Insomma il sospetto dei "poveri" è che i "ricchi" vogliono spostare tutto ad un futuro comodamente lontano ed indefinito mentre il global warming è al lavoro soprattutto nei Paesi del sud del mondo. Il capo delegazione della Cina, il ministro Xie Zhenhua, vice-direttore della Commissione nazionale per lo sviluppo e la riforma, ha detto che «E´ solo col rispetto dei principi dell´Unfccc e del Protocollo di Kyoto, con la loro applicazione totale, efficace e sostenuta che potremo vedere un risultato giusto ed efficace a Copenaghen.

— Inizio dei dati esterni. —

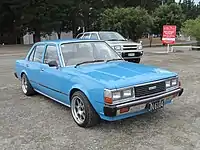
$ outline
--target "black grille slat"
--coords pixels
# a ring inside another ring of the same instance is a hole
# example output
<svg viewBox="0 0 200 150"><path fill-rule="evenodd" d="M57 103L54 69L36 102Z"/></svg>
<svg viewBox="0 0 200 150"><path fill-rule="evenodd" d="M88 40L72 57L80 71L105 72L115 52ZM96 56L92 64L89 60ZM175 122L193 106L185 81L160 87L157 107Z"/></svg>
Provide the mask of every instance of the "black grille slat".
<svg viewBox="0 0 200 150"><path fill-rule="evenodd" d="M135 87L135 97L148 96L148 95L151 95L151 94L163 92L165 90L166 90L165 82L158 82L158 83L138 86L138 87Z"/></svg>
<svg viewBox="0 0 200 150"><path fill-rule="evenodd" d="M137 47L137 45L123 45L123 47Z"/></svg>
<svg viewBox="0 0 200 150"><path fill-rule="evenodd" d="M134 57L140 57L142 54L140 52L134 52L135 56ZM128 53L122 53L122 57L129 57Z"/></svg>

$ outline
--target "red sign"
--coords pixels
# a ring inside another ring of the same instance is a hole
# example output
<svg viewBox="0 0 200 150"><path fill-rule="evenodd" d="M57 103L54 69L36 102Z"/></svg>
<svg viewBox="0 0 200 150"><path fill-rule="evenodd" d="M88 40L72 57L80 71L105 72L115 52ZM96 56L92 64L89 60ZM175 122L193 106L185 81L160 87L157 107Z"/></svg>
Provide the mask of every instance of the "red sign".
<svg viewBox="0 0 200 150"><path fill-rule="evenodd" d="M175 44L175 39L176 39L176 26L164 25L162 42L164 44Z"/></svg>

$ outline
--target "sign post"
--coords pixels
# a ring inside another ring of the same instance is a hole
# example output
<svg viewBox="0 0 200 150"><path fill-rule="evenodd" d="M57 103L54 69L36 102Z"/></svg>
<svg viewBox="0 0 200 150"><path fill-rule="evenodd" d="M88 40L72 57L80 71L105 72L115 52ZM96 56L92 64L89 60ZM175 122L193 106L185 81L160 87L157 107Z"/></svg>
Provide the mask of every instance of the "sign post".
<svg viewBox="0 0 200 150"><path fill-rule="evenodd" d="M162 43L167 44L167 53L169 53L169 45L175 44L176 40L176 26L175 25L164 25Z"/></svg>

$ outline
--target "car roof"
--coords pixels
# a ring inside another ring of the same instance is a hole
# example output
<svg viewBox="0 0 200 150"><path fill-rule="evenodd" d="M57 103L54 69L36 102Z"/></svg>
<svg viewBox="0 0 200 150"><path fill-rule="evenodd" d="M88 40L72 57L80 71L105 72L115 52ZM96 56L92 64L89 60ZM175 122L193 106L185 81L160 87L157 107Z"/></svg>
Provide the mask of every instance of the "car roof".
<svg viewBox="0 0 200 150"><path fill-rule="evenodd" d="M79 43L79 42L99 42L101 40L89 40L89 39L62 39L62 40L47 40L37 42L35 44L64 44L64 43ZM103 42L103 41L102 41Z"/></svg>
<svg viewBox="0 0 200 150"><path fill-rule="evenodd" d="M82 32L82 33L79 33L78 35L80 34L86 34L86 33L106 33L106 32L116 32L116 31L88 31L88 32Z"/></svg>

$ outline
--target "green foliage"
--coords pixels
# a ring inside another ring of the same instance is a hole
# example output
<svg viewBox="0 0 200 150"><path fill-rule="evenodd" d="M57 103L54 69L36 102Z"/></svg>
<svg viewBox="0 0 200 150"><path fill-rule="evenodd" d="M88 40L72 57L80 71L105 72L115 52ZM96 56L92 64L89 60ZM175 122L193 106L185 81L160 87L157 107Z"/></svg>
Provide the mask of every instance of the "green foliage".
<svg viewBox="0 0 200 150"><path fill-rule="evenodd" d="M102 30L115 30L137 40L150 30L152 18L143 8L106 9L101 16Z"/></svg>
<svg viewBox="0 0 200 150"><path fill-rule="evenodd" d="M200 41L200 17L185 21L181 31L188 36L196 38L197 41Z"/></svg>
<svg viewBox="0 0 200 150"><path fill-rule="evenodd" d="M152 17L154 18L154 33L162 33L162 27L166 24L176 25L179 31L184 20L181 6L176 3L158 7Z"/></svg>

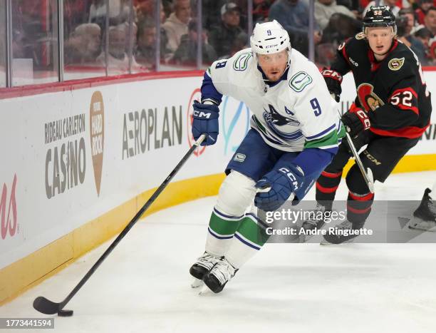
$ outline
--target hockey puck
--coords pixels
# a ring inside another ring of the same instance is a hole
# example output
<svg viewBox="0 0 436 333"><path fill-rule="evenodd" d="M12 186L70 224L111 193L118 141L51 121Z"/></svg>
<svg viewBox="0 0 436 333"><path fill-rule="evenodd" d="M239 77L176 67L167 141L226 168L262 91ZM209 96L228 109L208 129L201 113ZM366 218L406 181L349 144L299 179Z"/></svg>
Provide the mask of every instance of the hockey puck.
<svg viewBox="0 0 436 333"><path fill-rule="evenodd" d="M58 316L71 317L73 315L73 310L60 310L58 312Z"/></svg>

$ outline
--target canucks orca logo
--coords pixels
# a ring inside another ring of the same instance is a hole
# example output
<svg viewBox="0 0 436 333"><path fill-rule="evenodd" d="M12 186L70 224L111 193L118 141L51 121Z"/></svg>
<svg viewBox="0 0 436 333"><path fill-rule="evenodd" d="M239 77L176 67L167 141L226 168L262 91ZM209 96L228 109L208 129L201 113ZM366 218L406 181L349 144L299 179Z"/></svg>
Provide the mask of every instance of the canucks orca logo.
<svg viewBox="0 0 436 333"><path fill-rule="evenodd" d="M292 117L286 117L281 115L271 104L269 104L269 112L265 110L265 112L264 112L264 119L269 125L269 128L271 128L272 131L279 138L284 140L294 140L300 138L303 135L301 131L299 130L292 133L283 132L282 130L280 130L278 128L279 126L284 126L285 125L298 126L300 125L300 123ZM291 116L294 115L290 110L289 110L287 108L285 108L286 113Z"/></svg>

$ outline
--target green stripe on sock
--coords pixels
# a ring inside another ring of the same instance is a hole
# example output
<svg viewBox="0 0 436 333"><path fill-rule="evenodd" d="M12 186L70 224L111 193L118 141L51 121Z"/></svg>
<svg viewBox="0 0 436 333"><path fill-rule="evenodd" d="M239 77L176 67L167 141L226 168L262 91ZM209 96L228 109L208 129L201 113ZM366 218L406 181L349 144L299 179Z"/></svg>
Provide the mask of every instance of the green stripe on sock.
<svg viewBox="0 0 436 333"><path fill-rule="evenodd" d="M343 138L345 135L346 135L345 126L343 125L342 122L341 122L341 129L339 130L339 132L338 133L338 138Z"/></svg>
<svg viewBox="0 0 436 333"><path fill-rule="evenodd" d="M319 139L313 140L313 141L306 141L304 144L304 149L318 148L334 145L338 145L338 131L336 130L332 130L331 133Z"/></svg>
<svg viewBox="0 0 436 333"><path fill-rule="evenodd" d="M265 230L249 217L244 217L238 228L238 232L250 242L263 246L266 242L269 235Z"/></svg>
<svg viewBox="0 0 436 333"><path fill-rule="evenodd" d="M227 221L212 212L209 221L209 227L218 235L234 235L240 222L241 220Z"/></svg>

Tutti i tentativi di deviare, non rispettare o ridefinire l´Unfccc, o di negare il Protocollo di Kyoto, o di fondere il processo dell´Unfccc con quello del Protocollo di Kyoto, sarebbero nocivi e condurrebbero ad una Conferenza di Copenaghen sterile».

Xie ha chiesto ai Paesi sviluppati di «prendere l´iniziativa per la riduzione delle emissioni dei gas serra». I Paesi sviluppati devono così onorare i loro impegni, nel quadro dell´Unfccc e del Protocollo di Kyoto, per apportare assistenza finanziaria e tecnica ai Paesi in via di sviluppo.

Il Giappone preferisce alter strade: ha annunciato che destinerà 92,1 milioni di dollari ad un progetto del Programma Onu per lo sviluppo e ad altre agenzie per aiutare 22 Paesi africani ad adattarsi al cambiamento climatico in un continente che sta già sperimentando aumenti temperatura che arriveranno a 3 – 4 gradi di media nel corso del XXI secolo. Burkina Faso, Cameroun, Congo, Etiopia, Gabon, Ghana, Kenya, Lesotho, Malawi, Marocco, Mozambico, Namibia, Niger, Nigeria e Senegal ringraziano, ma probabilmente da Poznan si aspettavano qualcosa di più impegnativo.

Il segretario dell´Unfccc, Yvo de Boer ha detto che «la conferenza deve adottare un agenda di negoziati per l´anno prossimo, decidere un´intensificazione di questi colloqui e designare i presidenti dei due gruppi di lavoro con il mandato di redigere il testo da negoziare più avanti». I due working group sono quello sulla cooperazione a lungo termine e sul Protocollo di Kyoto, le due piattaforme maggiori della Convenzione quadro sui cambiamenti climatici dell´Onu. Secondo de Boer «I colloqui di Poznan hanno ugualmente registrato dei progressi in settori quali la riduzione delle emissioni di gas serra risultanti dalla deforestazione e si orientano verso l´adozione di misure più concrete in materia di adattamento, essendo uno degli obiettivi della conferenza quello di rendere il fondo di adattamento più operativo».